The following list a complete list of the Queens appointed:

| Number | Year of Coronation | Name | Year of Reign | Years since camp began |
|---|---|---|---|---|
| 1 | 1985 | Wellamiena Armstrong | 1986 | 10 |
| 2 | 1986 | Mal Kennedy-Vaughan (née Vaughan) | 1987 | 11 |
| 3 | 1987 | Pearl Pawson | 1988 | 12 |
| 4 | 1988 | A-Malcolm-B | 1989 | 13 |
| 5 | 1989 | Wanda Wilkinson | 1990 | 14 |
| 6 | 1990 | Dorothy Gibbs | 1991 | 15 |
| 7 | 1991 | Lilac Draper | 1992 | 16 |
| 8 | 1992 | Mike "Bikie Binzi" Binis | 1993 | 17 |
| 9 | 1993 | Slimmy Simmy | 1994 | 18 |
| 10 | 1994 | Sheela Shitface Johnston | 1995 | 19 |
| 11 | 1995 | Daniel Fielding | 1996 | 20 |
| 12 | 1996 | Ian Heteraka [1] | 1997 | 21 |
| 13 | 1997 | Lyn and Heather | 1998 | 22 |
| 14 | 1998 | Jimmi Hart | 1999 [2] | 23 |
| 15 | 1999 | Kim and Chris | 2000 | 24 |
| 16 | 2000 | Neil Day | 2001 | 25 |
| 17 | 2001 | Geoff Robinson | 2002 | 26 |
| 18 | 2002 | Calum Bennachie | 2003 | 27 |
| 19 | 2003 | Colin Waterhouse | 2004 | 28 |
| 20 | 2004 | Toni Farrow | 2005 | 29 |
| 21 | 2005 | Marc Smith | 2006 | 30 |
| 22 | 2006 | (Celine) Dion Leslie | 2007 | 31 |
| 23 | 2007 | Jenni James | 2008 | 32 |
| 24 | 2008 | Daniel Corney | 2009 | 33 |
| 25 | 2009 | Aaron King | 2010 | 34 |
| 26 | 2010 | Lynette Knox | 2011 | 35 |
| 27 | 2011 | Murray Smith (Muriel) | 2012 | 36 |
| 28 | 2012 | Andrew Morgan (Nurse Gladys) | 2013 | 37 |
| 29 | 2013 | Shane Young | 2014 | 38 |
| 30 | 2014 | David Playle | 2015 | 39 |
| 31 | 2015 | Iria Pene | 2016 | 40 |
| 32 | 2016 | Andrew Fletcher | 2017 | 41 |
| 33 | 2017 | Ian and Tisha Klein | 2018 | 42 |
| 34 | 2018 | Gary Duncan | 2019 | 43 |
| 35 | 2019 | Jamie Gardner | 2020 | 44 |
| 36 [3] | 2020 | Shayno Baron | 2021/22 | 45 / 46 |
| 37 | 2022 | Samantha Harrison | 2023 | 47 |
| 38 | 2023 | Paul Gibson | 2024 | 48 |

===Notes===
[1] Ian's name was not initially engraved on the trophy, causing confusion among following queens, and it was not until after 2006 that his name was remembered. The queens appointed on either side of him were unavailable for consultation to confirm this earlier.
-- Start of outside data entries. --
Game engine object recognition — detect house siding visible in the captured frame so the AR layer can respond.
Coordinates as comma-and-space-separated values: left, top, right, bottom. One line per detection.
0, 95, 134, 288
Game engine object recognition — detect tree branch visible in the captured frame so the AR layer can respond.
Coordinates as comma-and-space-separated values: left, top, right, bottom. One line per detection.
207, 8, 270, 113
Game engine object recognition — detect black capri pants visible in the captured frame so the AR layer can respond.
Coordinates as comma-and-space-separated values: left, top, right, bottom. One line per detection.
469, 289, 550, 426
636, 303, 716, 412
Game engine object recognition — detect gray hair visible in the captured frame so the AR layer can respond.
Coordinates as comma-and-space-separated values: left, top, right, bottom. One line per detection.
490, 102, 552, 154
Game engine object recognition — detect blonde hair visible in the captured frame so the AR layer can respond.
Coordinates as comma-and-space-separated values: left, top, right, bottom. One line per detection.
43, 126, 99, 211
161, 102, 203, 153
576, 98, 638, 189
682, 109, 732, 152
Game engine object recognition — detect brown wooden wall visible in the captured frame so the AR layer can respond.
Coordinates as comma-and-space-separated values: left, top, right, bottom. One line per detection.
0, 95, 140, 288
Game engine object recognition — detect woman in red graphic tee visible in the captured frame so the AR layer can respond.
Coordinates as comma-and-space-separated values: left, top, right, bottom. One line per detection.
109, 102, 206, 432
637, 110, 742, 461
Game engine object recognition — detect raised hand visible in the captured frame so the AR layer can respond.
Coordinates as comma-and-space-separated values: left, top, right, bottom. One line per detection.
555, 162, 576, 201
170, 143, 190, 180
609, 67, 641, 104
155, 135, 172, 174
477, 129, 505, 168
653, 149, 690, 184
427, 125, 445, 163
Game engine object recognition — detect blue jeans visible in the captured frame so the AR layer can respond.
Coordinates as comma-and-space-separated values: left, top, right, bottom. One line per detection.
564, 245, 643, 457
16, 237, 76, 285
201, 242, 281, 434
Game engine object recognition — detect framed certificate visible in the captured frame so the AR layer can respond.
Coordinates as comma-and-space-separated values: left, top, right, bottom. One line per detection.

[2] The running of the 1999 camp, the Millennial Camp, was taken over by Deus, a Wellington group that ran dance parties. This caused considerable controversy.

[3] Due to the effect of the COVID-19 pandemic and the lockdowns, there was no queen elected in 2021 for 2022. Queen Shayno continued to reign until the next election in 2022 for 2023.